If you are like me, then you have more than likely used Gogo inflight broadband on a flight from San Francisco to New York (or someplace else) and cursed all the way. We all know the service is going to be slow, but like a junkies looking for their next high, we all happily fork over a lot of money to get slower-than-dialup speeds.
And that is precisely why last week Gogo Inc. (s GOGO) was able to raise $187 million in funds from the public markets. It sold about 11 million shares at $17 a share and that valued the company at shade over $1.46 billion. By the time markets closed today, the company’s stock was slowing down — it is now trading at $15.41 per share and its market capitalization is down to about $1.2 billion.
Gogo had filed to go public in September 2011 but decided to put the offering on hold and raised $200 million from private investors. Of course, it ended up going public on June 21 — a day when the S&P 500 fell 2.5 percent and the NASDAQ dropped 2.3 percent. The company, which offers service in 1,900 planes, had sales of $233.5 million in 2012 (vs $160.2 million in 2011) and hasn’t made a dime. It lost $32.7 million in 2012 and has about $130 million in debt. Even with over 80 percent of the market, the company’s average users bring in about $9.74 a year.

Business Week’s Justin Bachman postulates that Gogo’s problem is that it is expensive and no one uses it. Sorry, Justin, did you actually mean “no one can use it?” Bachman is right when he says that it is expensive, but a lot of people use it. And because a lot use it, the service degrades quickly, and well, then no one can use it.

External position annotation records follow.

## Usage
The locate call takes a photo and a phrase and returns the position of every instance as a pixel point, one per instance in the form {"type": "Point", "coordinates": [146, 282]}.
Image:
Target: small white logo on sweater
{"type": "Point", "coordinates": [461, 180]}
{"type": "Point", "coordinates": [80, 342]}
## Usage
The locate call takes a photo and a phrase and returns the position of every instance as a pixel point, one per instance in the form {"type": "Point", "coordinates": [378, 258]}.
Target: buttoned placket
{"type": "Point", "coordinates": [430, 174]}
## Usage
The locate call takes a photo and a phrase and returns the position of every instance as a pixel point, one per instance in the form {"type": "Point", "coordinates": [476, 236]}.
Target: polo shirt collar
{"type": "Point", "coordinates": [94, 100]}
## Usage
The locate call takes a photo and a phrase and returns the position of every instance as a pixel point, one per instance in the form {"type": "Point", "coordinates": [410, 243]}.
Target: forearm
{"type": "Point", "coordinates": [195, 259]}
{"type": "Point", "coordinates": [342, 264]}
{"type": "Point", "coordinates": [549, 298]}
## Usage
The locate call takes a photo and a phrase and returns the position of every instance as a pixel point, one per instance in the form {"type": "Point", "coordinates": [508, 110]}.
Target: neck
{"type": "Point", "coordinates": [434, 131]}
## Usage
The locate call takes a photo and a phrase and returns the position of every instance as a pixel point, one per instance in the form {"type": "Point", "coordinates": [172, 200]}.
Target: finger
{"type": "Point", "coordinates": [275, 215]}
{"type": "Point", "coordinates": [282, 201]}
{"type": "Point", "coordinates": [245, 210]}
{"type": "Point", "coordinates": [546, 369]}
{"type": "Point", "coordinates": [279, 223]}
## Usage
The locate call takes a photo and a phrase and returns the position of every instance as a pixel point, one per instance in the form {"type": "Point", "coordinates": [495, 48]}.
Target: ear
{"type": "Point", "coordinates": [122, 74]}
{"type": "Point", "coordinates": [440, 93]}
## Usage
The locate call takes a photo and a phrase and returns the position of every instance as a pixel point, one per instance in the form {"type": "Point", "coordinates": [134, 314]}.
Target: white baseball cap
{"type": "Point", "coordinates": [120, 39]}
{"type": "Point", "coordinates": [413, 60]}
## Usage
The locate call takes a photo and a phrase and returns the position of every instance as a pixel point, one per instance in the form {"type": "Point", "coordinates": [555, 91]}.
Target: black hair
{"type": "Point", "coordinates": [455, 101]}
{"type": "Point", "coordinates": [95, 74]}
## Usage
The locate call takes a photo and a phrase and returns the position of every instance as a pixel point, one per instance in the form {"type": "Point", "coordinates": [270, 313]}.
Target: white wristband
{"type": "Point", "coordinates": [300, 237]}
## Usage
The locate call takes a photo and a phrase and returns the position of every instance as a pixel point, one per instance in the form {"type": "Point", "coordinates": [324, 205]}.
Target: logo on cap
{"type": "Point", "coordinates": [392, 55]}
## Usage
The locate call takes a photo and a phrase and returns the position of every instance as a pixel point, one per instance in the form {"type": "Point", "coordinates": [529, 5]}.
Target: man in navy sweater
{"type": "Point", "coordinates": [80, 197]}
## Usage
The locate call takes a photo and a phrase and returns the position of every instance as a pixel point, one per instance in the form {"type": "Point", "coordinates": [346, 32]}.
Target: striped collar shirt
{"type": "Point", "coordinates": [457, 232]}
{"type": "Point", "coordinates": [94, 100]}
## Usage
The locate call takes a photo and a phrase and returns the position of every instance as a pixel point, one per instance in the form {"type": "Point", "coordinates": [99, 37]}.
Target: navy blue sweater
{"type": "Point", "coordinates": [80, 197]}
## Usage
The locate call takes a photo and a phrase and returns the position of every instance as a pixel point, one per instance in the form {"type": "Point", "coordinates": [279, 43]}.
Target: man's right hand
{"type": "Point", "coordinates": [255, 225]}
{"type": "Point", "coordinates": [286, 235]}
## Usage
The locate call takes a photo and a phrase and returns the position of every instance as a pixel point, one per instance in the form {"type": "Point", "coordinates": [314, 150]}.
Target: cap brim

That said, the biggest worry for the company (and its investors) is that of leverage in its business model. It has gross margins of around 50 percent and it is running a capital intensive business. As a company it depends on wireless providers for network connectivity and airlines for its ability to add (and upgrade) infrastructure. Most importantly, the value of Gogo is truly realized when the flight is around 5-to-6 hours like, say, from San Francisco to New York. On those flights, the network gets filled up fast.
With challenges like this, it isn’t much of a surprise the stock market is cagey about this stock.
Last year my colleague Stacey Higginbotham, after getting sick and tired of hearing my tirades about inflight broadband, ended up writing an explainer (just to shut me up) — Why your in-flight WiFi is slow and expensive. That said, there is hope for better broadband speeds when flying in a metal tube at 500 miles per hour. Qualcomm wants to build a super-broadband grid. Even Federal Communications Commission (FCC) is looking at ways to free up spectrum for better broadband in the sky.